FCC Chairman Tom Wheeler proposed new rules on Thursday that would require internet service providers like Time Warner and Comcast to disclose how they use customers' personal data, and ask permission before sharing this information with outside organizations. Wheeler outlined the broad strokes of this plan in March, when the FCC voted to accept public comment on the proposed rules. Six months later, the comments are in and the full Commission will review the new plan at its monthly meeting on October 27th.

Under the new rules, ISPs would be required to tell customers about the type of information they collect, how and why they share it and which companies they share it with. In general, ISPs have access to data that includes when and where customers access the internet, which sites they visit and which apps they use. ISPs would have to make this information available to new customers when they sign up for service and provide updates whenever the policies change.
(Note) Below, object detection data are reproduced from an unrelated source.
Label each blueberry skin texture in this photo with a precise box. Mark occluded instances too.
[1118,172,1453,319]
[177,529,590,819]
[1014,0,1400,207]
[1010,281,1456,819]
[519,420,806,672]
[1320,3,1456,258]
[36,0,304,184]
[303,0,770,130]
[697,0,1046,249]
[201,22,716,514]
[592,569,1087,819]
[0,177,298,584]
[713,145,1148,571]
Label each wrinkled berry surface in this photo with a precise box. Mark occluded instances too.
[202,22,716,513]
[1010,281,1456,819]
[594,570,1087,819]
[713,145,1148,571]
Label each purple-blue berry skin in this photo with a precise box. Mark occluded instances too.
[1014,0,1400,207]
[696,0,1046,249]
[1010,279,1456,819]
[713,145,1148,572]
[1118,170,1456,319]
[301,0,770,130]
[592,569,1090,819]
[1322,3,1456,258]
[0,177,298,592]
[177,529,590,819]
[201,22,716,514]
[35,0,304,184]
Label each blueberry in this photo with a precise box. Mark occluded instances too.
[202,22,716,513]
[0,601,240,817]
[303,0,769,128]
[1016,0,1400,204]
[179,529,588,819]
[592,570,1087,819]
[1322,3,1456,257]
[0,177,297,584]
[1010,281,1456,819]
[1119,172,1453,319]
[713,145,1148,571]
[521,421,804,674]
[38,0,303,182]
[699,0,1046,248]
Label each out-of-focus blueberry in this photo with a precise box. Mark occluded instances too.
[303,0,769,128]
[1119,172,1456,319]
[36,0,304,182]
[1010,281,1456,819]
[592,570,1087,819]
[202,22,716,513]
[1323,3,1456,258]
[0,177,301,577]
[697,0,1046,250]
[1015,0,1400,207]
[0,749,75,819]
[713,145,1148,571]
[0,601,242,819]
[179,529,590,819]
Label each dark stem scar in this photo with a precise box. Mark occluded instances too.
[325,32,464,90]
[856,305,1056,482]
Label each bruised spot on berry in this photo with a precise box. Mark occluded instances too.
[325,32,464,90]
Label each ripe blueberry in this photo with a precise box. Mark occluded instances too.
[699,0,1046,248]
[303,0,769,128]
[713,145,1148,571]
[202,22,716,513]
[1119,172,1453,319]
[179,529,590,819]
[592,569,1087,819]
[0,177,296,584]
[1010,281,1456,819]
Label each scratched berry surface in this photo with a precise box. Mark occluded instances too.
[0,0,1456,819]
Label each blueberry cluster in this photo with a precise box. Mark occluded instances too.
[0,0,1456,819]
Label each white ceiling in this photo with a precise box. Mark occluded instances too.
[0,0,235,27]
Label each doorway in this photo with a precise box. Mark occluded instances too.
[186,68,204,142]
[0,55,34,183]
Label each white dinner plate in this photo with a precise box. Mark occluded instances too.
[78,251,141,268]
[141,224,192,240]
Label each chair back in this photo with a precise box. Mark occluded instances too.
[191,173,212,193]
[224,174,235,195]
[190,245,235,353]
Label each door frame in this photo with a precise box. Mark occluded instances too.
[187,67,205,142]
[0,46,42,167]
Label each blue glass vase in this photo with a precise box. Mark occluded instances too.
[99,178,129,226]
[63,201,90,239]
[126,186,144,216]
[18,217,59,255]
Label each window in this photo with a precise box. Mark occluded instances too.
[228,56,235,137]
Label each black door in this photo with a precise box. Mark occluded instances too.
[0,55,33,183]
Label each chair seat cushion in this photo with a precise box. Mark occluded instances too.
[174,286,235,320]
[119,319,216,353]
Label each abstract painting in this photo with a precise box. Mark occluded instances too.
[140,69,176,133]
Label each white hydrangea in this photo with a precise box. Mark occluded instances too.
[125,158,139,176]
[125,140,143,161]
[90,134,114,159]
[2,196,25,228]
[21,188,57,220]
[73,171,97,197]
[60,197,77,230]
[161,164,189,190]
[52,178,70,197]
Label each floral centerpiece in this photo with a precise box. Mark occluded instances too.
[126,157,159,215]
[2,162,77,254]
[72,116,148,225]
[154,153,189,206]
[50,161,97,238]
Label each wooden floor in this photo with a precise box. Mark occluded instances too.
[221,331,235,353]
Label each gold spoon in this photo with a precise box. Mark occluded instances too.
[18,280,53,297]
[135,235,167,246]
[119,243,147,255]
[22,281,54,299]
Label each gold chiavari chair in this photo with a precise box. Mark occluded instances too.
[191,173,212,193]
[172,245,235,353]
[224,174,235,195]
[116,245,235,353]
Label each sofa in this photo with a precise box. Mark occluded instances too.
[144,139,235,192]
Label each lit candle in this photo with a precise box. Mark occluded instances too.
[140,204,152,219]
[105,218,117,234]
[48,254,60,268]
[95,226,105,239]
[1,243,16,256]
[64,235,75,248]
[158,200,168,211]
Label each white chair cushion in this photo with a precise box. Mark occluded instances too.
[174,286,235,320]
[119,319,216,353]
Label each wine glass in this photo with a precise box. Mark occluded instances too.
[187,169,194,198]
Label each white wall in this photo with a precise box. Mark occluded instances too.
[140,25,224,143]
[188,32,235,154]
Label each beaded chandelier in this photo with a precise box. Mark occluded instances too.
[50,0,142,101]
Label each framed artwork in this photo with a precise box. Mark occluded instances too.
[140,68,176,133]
Additionally, ISPs would have to obtain opt-in consent to share "sensitive" information including personal geo-location data, browsing history, app usage, social security numbers, the content of any communications, and information about children, health or finances. This means providers would need to get customers' permission before distributing this information to outside parties. Non-sensitive data -- the FCC uses "service tier information used to market an alarm system" as an example -- would be opt-out, meaning it's automatically open to sharing.

ISPs would be able to de-identify customers' personal information and then share it outside of the rules for obtaining consent. However, the FCC says that information has to pass a three-step test to ensure it's not re-identified, outlined as follows:

  • Alter the customer information so that it can't be reasonably linked to a specific individual or device
  • Publicly commit to maintain and use information in an unidentifiable format and to not attempt to re-identify the data
  • Contractually prohibit the re-identification of shared information

The new rules would also require ISPs to implement up-to-date security practices and notify customers of a breach within 30 days; companies would have to notify the FCC within seven days.

Many ISPs were not happy with Wheeler's proposed rules in March, arguing that they gave companies like Facebook and Google, which also collect user data, an unfair advantage. These websites are overseen by the Federal Trade Commission, rather than the FCC. FTC Chairwoman Edith Ramirez commented on today's announcement, saying she was pleased with the FCC's new proposal.

"The FTC, which has protected consumers' privacy for decades in both the online and brick-and-mortar worlds, provided formal comment to the FCC on the proposed rulemaking, and I believe that our input has helped strengthen this important initiative," she said.